Compliance gaps are another recurring issue. Missing encryption, incomplete audit trails, and poor access reviews have all triggered failed audits and multi-million-dollar fines. Relying on annual checklists instead of continuous monitoring is a mistake that regulators no longer tolerate.

Download our whitepaper to explore essential AS400 security measures and protect your IBM i environment from modern threats.

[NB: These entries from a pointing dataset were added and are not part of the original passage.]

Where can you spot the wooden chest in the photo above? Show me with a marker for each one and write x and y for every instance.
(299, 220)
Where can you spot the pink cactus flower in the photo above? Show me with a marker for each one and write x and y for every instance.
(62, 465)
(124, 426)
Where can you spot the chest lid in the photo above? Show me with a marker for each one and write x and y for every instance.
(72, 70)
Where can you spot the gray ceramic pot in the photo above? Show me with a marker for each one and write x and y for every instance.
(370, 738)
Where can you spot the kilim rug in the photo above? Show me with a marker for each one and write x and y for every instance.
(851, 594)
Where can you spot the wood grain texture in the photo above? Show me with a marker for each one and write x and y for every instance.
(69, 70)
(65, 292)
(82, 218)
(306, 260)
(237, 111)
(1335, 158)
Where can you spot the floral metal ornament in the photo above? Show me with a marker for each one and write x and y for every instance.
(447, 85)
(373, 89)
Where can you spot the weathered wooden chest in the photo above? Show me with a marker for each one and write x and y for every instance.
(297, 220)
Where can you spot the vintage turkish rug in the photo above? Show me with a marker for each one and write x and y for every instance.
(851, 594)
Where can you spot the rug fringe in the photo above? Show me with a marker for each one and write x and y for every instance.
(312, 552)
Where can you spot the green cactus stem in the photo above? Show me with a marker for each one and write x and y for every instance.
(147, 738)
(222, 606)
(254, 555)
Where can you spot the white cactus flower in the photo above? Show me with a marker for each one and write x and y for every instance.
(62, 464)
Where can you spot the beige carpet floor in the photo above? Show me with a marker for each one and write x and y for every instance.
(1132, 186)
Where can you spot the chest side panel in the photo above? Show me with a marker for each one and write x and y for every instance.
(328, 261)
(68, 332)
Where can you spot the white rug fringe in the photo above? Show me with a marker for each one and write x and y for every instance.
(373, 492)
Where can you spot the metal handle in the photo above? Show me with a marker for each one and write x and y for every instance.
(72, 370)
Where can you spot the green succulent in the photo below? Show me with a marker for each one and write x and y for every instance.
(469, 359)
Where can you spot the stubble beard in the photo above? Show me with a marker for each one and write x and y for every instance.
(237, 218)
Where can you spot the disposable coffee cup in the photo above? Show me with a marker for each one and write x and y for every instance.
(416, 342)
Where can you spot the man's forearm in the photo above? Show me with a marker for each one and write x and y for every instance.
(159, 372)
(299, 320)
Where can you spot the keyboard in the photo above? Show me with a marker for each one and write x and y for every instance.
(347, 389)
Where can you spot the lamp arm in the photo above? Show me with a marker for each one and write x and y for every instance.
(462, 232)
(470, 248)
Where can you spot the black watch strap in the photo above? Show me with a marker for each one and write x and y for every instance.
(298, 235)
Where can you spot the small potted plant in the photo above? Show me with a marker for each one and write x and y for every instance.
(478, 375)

Here’s an AS400 Security Assessment Checklist

  • QSECURITY set to 40 or 50
  • No systems running at level 20 or 30
  • Dormant or unused user profiles disabled
  • Strong password policies enforced (length, complexity, expiry)
  • Multi-factor authentication (MFA) enabled for critical users
  • Role-Based Access Control (RBAC) in place
  • No excessive authorities (*ALLOBJ, *SECADM) assigned unnecessarily
  • Authorization lists reviewed and updated
  • *PUBLIC access on sensitive objects removed
  • IFS directories locked down with proper permissions
  • Data encryption enabled at rest (DB2, backups)
  • Data encryption enabled in transit (TLS/SSL)
  • Test/development data masked or anonymized
  • Journaling enabled for critical database files
  • Legacy protocols (TELNET, FTP) disabled
  • Secure protocols (SSH, SFTP, TLS) enforced
  • Remote access restricted to VPN with strong authentication
  • Firewalls and IP filtering configured
  • Intrusion detection system (IDS) enabled and monitored
  • PTFs and firmware updates applied regularly
  • Change control logs maintained for updates
  • QAUDJRN audit journal enabled
  • Audit journal captures logins, profile changes, object access, config changes
  • Logs integrated with SIEM for real-time monitoring
  • Alerts tested for unusual access or failed logins
  • Object signing and verification enabled
  • Lockable system values secured against changes
  • DST and SST access restricted
  • Backups encrypted
  • Disaster recovery tested regularly
  • High availability or replication strategy in place
  • Recovery playbooks documented and tested
  • AS400 mapped to PCI DSS, SOX, GLBA, GDPR requirements
  • Automated compliance reports generated (access reviews, encryption, logs)
  • Penetration tests and vulnerability scans performed regularly
  • Authority collection reports run periodically
  • Incident response plan for AS400 breaches documented
  • Security awareness training provided for admins and operators

One Final Note

Closing the loopholes is not a one-time task, it is your ongoing responsibility. If you don’t have a dedicated AS400 (IBM i) consultant or managed security team, the chances of missing critical gaps are high. Financial systems demand zero tolerance for errors, so make sure you are giving paramount importance to consistent reviews, audits, and professional oversight.